When Should You Be Wary Of Hypertrophic Bone Formation?

Author(s): 
By Pamela M. Jensen, DPM

Review The Diagnostic Indicators For Hypertrophic Bone
You’ve achieved normal amputation stump healing without spur formation when there is cortical bone density across the end of a mature bony stump. On the other hand, hypertrophic bone formation of a stump will show osteopenia and periosteal spurs but no cortical bone density across the medullary canal. Researchers have shown that this growth occurs from the medullary canal.6 The resulting ossification, which is evident on plain film radiographs, occurs approximately one to three months after surgery.4,7,8
When sensate patients have hypertrophic bone following an osteotomy, they will often have symptoms of pain, swelling and erythema. You may also notice a progressive stiffness and decreased range of joint motion during the postoperative period.4 Non-sensate patients will have similar clinical signs (with the exception of pain). Also be aware that these patients are at higher risk from complications, such as plantar ulceration, following a mid-metatarsal amputation. In a study at the University of Texas Health Science Center at San Antonio (UTHSCSA), patients were approximately eight times more likely to reulcerate at the site of ray amputation in the bony overgrowth group.1
In your differential diagnosis, researchers say you should check for post-op infection with osteomyelitis, exuberant periosteal bone formation, heterotopic bone formation and tumor.4 When evaluating non-sensate diabetic patients, you should also include acute Charcot in your differential diagnosis.
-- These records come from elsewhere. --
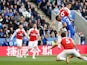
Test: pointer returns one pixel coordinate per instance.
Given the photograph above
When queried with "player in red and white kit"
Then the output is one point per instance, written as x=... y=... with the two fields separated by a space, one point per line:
x=65 y=11
x=33 y=41
x=69 y=49
x=19 y=33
At UTHSCSA, we have noted many of the patients who develop hypertrophic bone following a partial foot amputation will also develop a non-healing wound at this site. There is often copious serous drainage from these wounds but cultures and biopsies are negative for soft tissue or bone infection.

Essential Tips On Treatment
We often manage these patients by emphasizing offloading, local care and hyperbaric oxygen but many require revisional amputation. If you suspect hypertrophic bone, you should pursue radiographic evaluation. Findings may include poorly defined radiodense areas without trabecular patterns. These areas of suspect bone enlarge and are continuous with the underlying bone in the form of irregular outgrowths and trabecular architecture. Ossification can occur at some distance from the joint and become attached to the subadjacent bone, forming an exostoses.4
You should reserve treatment for symptomatic cases of pain or recurrent ulceration. Be aware that excising immature bone is associated with a high degree of recurrence in addition to disturbing the periosteum that may control the degree of bone remodeling.1,6 Bone scans are advocated in the literature to determine bone activity. You should not consider surgical intervention until there is substantially decreased uptake.3 When it comes to prophylaxis for heterotropic bone formers, you may include etidronate disodium (Didronel).
You should give etidronate disodium in a dose of 20 mg/kg for one month prior to surgery and three months following the procedure. Researchers have shown that this regimen reduces the formation of hypertrophic bone.6
However, studies have failed to prove the efficacy of etidronate disodium in the treatment of ectopic bone formation secondary to myositis ossificans progressiva.2 A study has revealed that irradiation with 2,000 rads decreases the formation of heterotopic bone if you administer it early in the treatment course.6 Attempts to cap the end of amputations with a variety of metallic, silastic and other synthetic materials have not been consistently successful in eliminating bony overgrowth.6 Many advocate addressing the periosteum when considering any revisional procedure. Some propose using 1 to 2 cm of periosteal stripping while others suggest that you keep the protective envelope intact. This is clearly an area that is worthy of further research.